There are many uniquely Canadian things that surely go unappreciated in the States. For example: the concept of poutine (gravy on fries?), Royal Canadian Mounties (hot!), expertly paved roads and although they hate it, niceness beyond compare. However, there is one thing uniquely Canadian that I recently had the pleasure of traveling down. It’s called the Highway of Heroes.
What is the Highway of Heroes, you ask? Highway 401, or “the 401” as it’s colloquially known here, is the I-10 equivalent in Canada that runs across the country, coast to coast and is also allegedly North America’s busiest freeway. The 401 runs from Canadian Force Base (CFB) Trenton into Toronto and is routinely lined with civilians and veterans as the body of each fallen Canadian soldier killed in Afghanistan makes its way home during repatriation. The families of the soldiers are taken by limousine along the route as citizens pay their respects to the soldiers. Sadly, I’ve seen the Highway of Heroes in action three times since I moved here. In fact, it seems to be such a moving experience that NBC News recently ran a feature on it during their Veterans/Remembrance Day coverage.

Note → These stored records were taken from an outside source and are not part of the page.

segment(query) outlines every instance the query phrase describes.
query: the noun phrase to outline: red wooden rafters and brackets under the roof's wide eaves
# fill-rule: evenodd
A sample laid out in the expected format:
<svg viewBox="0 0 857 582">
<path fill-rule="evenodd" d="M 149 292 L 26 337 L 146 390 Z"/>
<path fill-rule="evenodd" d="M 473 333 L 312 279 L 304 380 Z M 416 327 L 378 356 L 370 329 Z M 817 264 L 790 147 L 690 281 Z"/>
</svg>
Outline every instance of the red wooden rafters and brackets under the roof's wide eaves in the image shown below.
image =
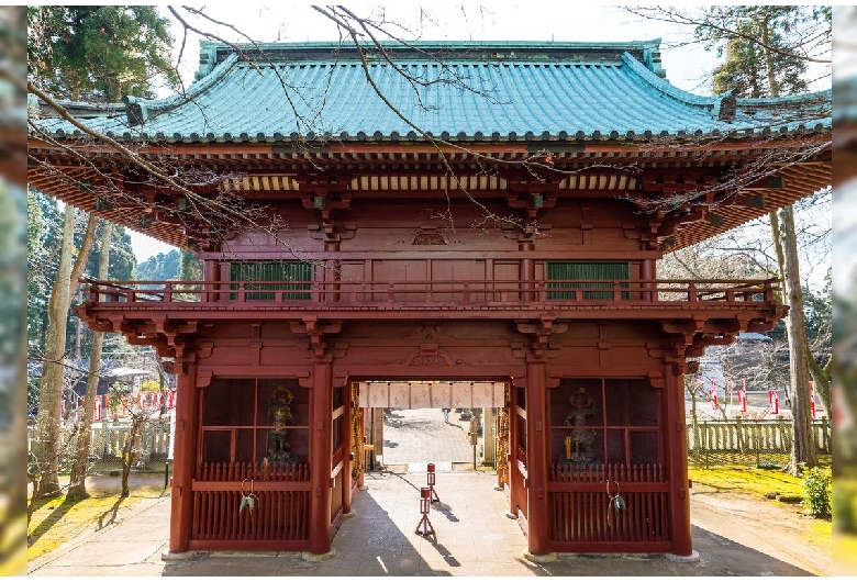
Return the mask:
<svg viewBox="0 0 857 582">
<path fill-rule="evenodd" d="M 301 149 L 278 144 L 149 143 L 136 148 L 147 161 L 178 167 L 204 168 L 212 176 L 200 195 L 232 191 L 248 201 L 299 200 L 304 208 L 336 210 L 354 197 L 401 198 L 419 195 L 460 197 L 464 191 L 480 198 L 505 199 L 523 208 L 527 217 L 550 208 L 560 197 L 623 198 L 637 203 L 647 225 L 641 237 L 648 248 L 675 250 L 699 243 L 726 230 L 761 216 L 770 209 L 790 204 L 831 182 L 832 165 L 826 134 L 770 138 L 765 142 L 710 144 L 685 142 L 664 144 L 622 143 L 464 143 L 474 153 L 433 148 L 425 144 L 335 143 Z M 799 165 L 772 171 L 779 182 L 750 181 L 741 188 L 722 188 L 727 176 L 748 160 L 782 147 L 815 145 L 820 152 Z M 35 188 L 88 212 L 142 232 L 170 245 L 191 248 L 212 237 L 207 220 L 181 213 L 179 194 L 142 186 L 125 171 L 125 201 L 118 206 L 97 208 L 81 182 L 97 177 L 94 168 L 112 171 L 120 154 L 105 147 L 62 143 L 88 159 L 87 167 L 67 149 L 32 138 L 29 153 L 30 181 Z M 446 155 L 444 161 L 442 153 Z M 40 166 L 36 160 L 44 160 Z M 527 168 L 522 163 L 532 165 Z M 122 164 L 126 165 L 123 158 Z M 48 171 L 47 165 L 56 171 Z M 447 166 L 448 165 L 448 166 Z M 453 168 L 455 176 L 448 174 Z M 130 192 L 130 194 L 129 194 Z M 130 212 L 133 195 L 143 195 L 149 211 Z M 156 198 L 153 198 L 156 197 Z M 350 197 L 350 198 L 348 198 Z M 116 197 L 121 198 L 121 197 Z M 660 205 L 658 212 L 645 206 Z M 151 210 L 153 206 L 158 212 Z M 323 222 L 330 223 L 331 216 Z M 325 226 L 330 230 L 331 226 Z"/>
</svg>

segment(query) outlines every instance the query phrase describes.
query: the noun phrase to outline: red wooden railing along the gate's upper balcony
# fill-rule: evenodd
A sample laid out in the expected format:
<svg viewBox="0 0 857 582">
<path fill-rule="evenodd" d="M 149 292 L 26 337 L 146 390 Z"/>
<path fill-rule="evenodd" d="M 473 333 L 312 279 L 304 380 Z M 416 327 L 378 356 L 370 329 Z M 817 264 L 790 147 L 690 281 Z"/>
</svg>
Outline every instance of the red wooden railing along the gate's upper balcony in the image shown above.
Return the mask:
<svg viewBox="0 0 857 582">
<path fill-rule="evenodd" d="M 90 306 L 152 310 L 472 310 L 770 306 L 768 280 L 94 281 Z"/>
</svg>

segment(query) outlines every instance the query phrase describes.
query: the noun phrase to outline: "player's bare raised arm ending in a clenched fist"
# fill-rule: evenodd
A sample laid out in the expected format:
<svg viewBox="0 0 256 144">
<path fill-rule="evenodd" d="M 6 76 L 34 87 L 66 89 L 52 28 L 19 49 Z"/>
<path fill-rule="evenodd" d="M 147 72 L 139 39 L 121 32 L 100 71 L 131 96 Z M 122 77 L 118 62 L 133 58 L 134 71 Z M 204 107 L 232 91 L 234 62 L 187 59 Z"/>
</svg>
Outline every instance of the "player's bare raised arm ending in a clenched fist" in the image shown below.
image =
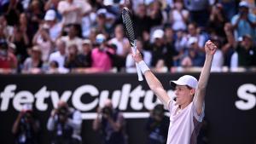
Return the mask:
<svg viewBox="0 0 256 144">
<path fill-rule="evenodd" d="M 212 66 L 212 59 L 216 49 L 217 49 L 216 45 L 209 40 L 205 44 L 206 60 L 201 71 L 198 86 L 197 86 L 197 89 L 195 90 L 195 97 L 193 100 L 195 103 L 195 108 L 198 115 L 200 115 L 202 111 L 203 102 L 205 100 L 205 95 L 207 90 L 207 83 L 208 83 L 211 66 Z"/>
</svg>

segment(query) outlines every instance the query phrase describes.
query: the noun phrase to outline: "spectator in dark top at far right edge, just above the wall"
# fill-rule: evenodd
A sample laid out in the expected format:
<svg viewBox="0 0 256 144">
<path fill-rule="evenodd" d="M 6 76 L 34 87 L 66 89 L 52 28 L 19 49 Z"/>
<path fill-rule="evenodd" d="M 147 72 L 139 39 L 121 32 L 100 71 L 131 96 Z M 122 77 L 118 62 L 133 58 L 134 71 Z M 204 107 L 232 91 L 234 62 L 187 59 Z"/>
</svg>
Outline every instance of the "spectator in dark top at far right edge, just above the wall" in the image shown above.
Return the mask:
<svg viewBox="0 0 256 144">
<path fill-rule="evenodd" d="M 238 66 L 256 66 L 256 48 L 250 35 L 242 37 L 241 44 L 238 44 L 236 53 L 233 55 L 237 55 Z"/>
</svg>

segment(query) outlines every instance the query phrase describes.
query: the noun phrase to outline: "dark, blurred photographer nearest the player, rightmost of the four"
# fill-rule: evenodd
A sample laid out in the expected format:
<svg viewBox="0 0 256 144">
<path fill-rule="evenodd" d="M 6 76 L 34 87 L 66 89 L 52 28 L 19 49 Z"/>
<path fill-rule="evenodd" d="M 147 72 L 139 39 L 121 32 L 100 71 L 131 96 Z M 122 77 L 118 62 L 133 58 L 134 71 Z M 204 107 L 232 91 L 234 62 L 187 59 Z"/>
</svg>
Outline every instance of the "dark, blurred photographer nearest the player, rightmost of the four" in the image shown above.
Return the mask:
<svg viewBox="0 0 256 144">
<path fill-rule="evenodd" d="M 165 116 L 163 105 L 156 105 L 146 124 L 147 144 L 166 144 L 169 118 Z"/>
</svg>

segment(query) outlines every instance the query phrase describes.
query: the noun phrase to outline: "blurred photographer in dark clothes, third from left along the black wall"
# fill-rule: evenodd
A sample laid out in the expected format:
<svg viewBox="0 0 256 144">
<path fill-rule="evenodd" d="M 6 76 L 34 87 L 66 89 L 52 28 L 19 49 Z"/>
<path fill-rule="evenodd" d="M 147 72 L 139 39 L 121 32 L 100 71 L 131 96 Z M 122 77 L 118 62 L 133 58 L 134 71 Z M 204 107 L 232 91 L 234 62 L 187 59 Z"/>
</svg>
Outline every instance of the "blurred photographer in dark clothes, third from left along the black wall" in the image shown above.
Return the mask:
<svg viewBox="0 0 256 144">
<path fill-rule="evenodd" d="M 97 110 L 97 117 L 93 121 L 93 130 L 101 130 L 102 144 L 126 144 L 125 118 L 123 114 L 113 109 L 108 99 L 104 107 Z"/>
</svg>

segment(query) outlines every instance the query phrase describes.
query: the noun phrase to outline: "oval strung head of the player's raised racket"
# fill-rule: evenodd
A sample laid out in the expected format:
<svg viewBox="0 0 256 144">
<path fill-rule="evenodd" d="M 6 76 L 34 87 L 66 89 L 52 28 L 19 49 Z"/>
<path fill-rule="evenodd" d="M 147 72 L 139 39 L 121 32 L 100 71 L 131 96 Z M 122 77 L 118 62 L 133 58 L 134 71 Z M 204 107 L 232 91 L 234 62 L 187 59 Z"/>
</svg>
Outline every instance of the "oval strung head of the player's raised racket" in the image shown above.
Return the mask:
<svg viewBox="0 0 256 144">
<path fill-rule="evenodd" d="M 128 38 L 129 43 L 131 44 L 131 47 L 134 47 L 135 46 L 134 25 L 131 20 L 131 11 L 126 7 L 122 9 L 122 20 L 123 20 L 126 37 Z"/>
</svg>

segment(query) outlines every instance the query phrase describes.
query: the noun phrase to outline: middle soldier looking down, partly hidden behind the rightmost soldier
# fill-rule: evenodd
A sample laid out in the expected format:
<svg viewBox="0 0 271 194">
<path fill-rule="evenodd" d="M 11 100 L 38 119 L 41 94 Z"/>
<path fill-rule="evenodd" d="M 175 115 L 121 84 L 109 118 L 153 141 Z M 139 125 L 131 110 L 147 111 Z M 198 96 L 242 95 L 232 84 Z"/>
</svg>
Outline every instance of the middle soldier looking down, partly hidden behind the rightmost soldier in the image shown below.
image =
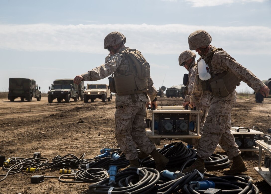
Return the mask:
<svg viewBox="0 0 271 194">
<path fill-rule="evenodd" d="M 190 50 L 183 51 L 179 56 L 179 65 L 183 66 L 188 71 L 188 93 L 185 95 L 185 101 L 183 102 L 183 107 L 189 105 L 191 101 L 191 93 L 193 90 L 193 86 L 195 84 L 195 78 L 198 74 L 197 64 L 195 62 L 196 54 Z M 207 114 L 209 108 L 209 98 L 211 93 L 208 91 L 194 91 L 195 98 L 195 107 L 196 110 L 203 111 L 203 114 L 200 115 L 200 134 L 202 134 L 202 125 L 204 123 L 205 116 Z M 197 116 L 195 114 L 190 115 L 190 121 L 197 121 Z M 196 145 L 197 147 L 197 145 Z"/>
</svg>

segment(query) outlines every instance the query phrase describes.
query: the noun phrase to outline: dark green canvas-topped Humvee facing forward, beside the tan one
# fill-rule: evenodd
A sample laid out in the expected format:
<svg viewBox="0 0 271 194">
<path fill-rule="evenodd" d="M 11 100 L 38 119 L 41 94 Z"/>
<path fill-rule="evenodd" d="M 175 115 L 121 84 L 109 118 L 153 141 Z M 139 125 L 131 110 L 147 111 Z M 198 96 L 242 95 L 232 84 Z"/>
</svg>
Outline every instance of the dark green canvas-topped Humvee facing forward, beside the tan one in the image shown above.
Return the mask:
<svg viewBox="0 0 271 194">
<path fill-rule="evenodd" d="M 57 99 L 57 102 L 61 102 L 63 99 L 70 102 L 71 98 L 76 102 L 79 97 L 80 100 L 84 99 L 84 82 L 77 85 L 73 83 L 73 79 L 57 79 L 54 80 L 51 87 L 49 86 L 50 91 L 48 92 L 49 103 L 52 103 L 54 99 Z"/>
</svg>

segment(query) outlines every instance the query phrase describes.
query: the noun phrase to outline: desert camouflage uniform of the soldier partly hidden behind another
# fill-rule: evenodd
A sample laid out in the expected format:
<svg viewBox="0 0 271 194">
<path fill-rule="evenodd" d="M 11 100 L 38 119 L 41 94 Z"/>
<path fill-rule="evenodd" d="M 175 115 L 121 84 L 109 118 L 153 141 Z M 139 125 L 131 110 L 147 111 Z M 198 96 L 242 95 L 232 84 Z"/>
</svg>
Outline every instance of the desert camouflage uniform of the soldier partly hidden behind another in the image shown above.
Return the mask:
<svg viewBox="0 0 271 194">
<path fill-rule="evenodd" d="M 195 78 L 196 75 L 198 74 L 198 68 L 196 66 L 196 63 L 194 65 L 191 65 L 189 70 L 188 70 L 189 74 L 188 74 L 188 94 L 185 96 L 185 101 L 191 101 L 191 93 L 193 91 L 193 86 L 195 83 Z M 203 114 L 200 115 L 199 118 L 199 130 L 200 130 L 200 134 L 202 134 L 202 127 L 203 127 L 203 123 L 204 123 L 204 119 L 205 116 L 208 112 L 208 108 L 209 108 L 209 98 L 211 96 L 211 94 L 207 91 L 201 91 L 198 90 L 196 91 L 197 93 L 194 93 L 194 101 L 196 103 L 196 109 L 197 110 L 201 110 L 203 111 Z M 197 121 L 197 115 L 196 114 L 191 114 L 190 115 L 190 120 L 191 121 Z"/>
</svg>

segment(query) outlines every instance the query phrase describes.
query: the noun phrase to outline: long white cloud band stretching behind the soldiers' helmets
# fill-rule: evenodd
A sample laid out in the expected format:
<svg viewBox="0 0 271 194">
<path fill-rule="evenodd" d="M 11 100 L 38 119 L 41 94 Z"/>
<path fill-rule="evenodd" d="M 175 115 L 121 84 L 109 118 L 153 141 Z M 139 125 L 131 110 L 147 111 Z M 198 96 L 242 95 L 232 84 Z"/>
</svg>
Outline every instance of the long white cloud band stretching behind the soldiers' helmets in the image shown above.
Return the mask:
<svg viewBox="0 0 271 194">
<path fill-rule="evenodd" d="M 72 51 L 105 54 L 104 37 L 120 31 L 127 46 L 149 54 L 179 54 L 188 49 L 187 38 L 204 29 L 212 44 L 237 54 L 269 54 L 271 29 L 264 26 L 220 27 L 183 24 L 91 24 L 91 25 L 1 25 L 0 49 L 22 51 Z"/>
</svg>

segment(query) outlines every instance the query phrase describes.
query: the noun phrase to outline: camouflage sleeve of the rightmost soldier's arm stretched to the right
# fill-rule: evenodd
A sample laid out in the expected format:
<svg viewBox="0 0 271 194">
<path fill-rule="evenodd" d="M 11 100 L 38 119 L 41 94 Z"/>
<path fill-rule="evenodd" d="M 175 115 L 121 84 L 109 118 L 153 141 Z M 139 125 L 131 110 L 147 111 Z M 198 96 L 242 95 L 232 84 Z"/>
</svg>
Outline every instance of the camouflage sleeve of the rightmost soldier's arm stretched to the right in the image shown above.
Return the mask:
<svg viewBox="0 0 271 194">
<path fill-rule="evenodd" d="M 215 52 L 212 63 L 221 64 L 221 68 L 225 68 L 225 70 L 231 72 L 234 74 L 238 79 L 245 82 L 249 87 L 251 87 L 255 92 L 258 92 L 261 87 L 263 87 L 265 84 L 256 77 L 250 70 L 240 65 L 238 62 L 235 61 L 234 58 L 232 58 L 229 54 L 226 52 L 218 51 Z"/>
</svg>

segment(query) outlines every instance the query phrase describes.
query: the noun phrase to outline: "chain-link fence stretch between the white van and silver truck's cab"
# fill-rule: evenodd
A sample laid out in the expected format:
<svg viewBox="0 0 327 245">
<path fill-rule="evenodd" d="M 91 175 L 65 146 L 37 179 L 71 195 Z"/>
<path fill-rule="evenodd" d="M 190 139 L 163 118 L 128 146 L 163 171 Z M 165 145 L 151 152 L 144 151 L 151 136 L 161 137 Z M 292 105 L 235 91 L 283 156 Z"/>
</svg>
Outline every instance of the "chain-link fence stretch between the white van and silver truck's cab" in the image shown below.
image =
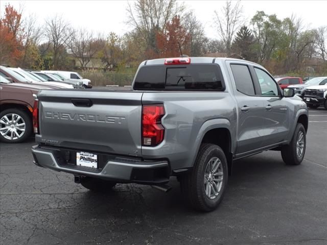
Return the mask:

It’s not often that you witness something for the first time and find yourself being moved to tears. Recently, on a snowy winter evening, I was driving home on the Don Valley Parkway and noticed that people were standing along the sides with flags and people all over the bridges. There were firetrucks with firemen standing atop saluting and ambulances with paramedics doing the same. They were on every single bridge — every one. Being the “girl about town” photographer I like to pretend I am, I quickly grabbed my camera, steered with my knees and took as many pics as I could without crashing into my fellow drivers. Of course, only one turned out clearly, but you get the gist.
It’s a grassroots phenomenon that takes place and has just grown among ordinary people; I find it fascinating. The kind of unified and public show of respect along the repatriation route is unusual in the world today. As far as I know, it doesn’t happen in the States; it doesn’t happen in the United Kingdom. And I think that’s what so fascinating — the fact that none of it was organized by anyone except, perhaps, by each person’s own heart to go and do it.
One of the plethora of reasons I love Canada. Lest we forget.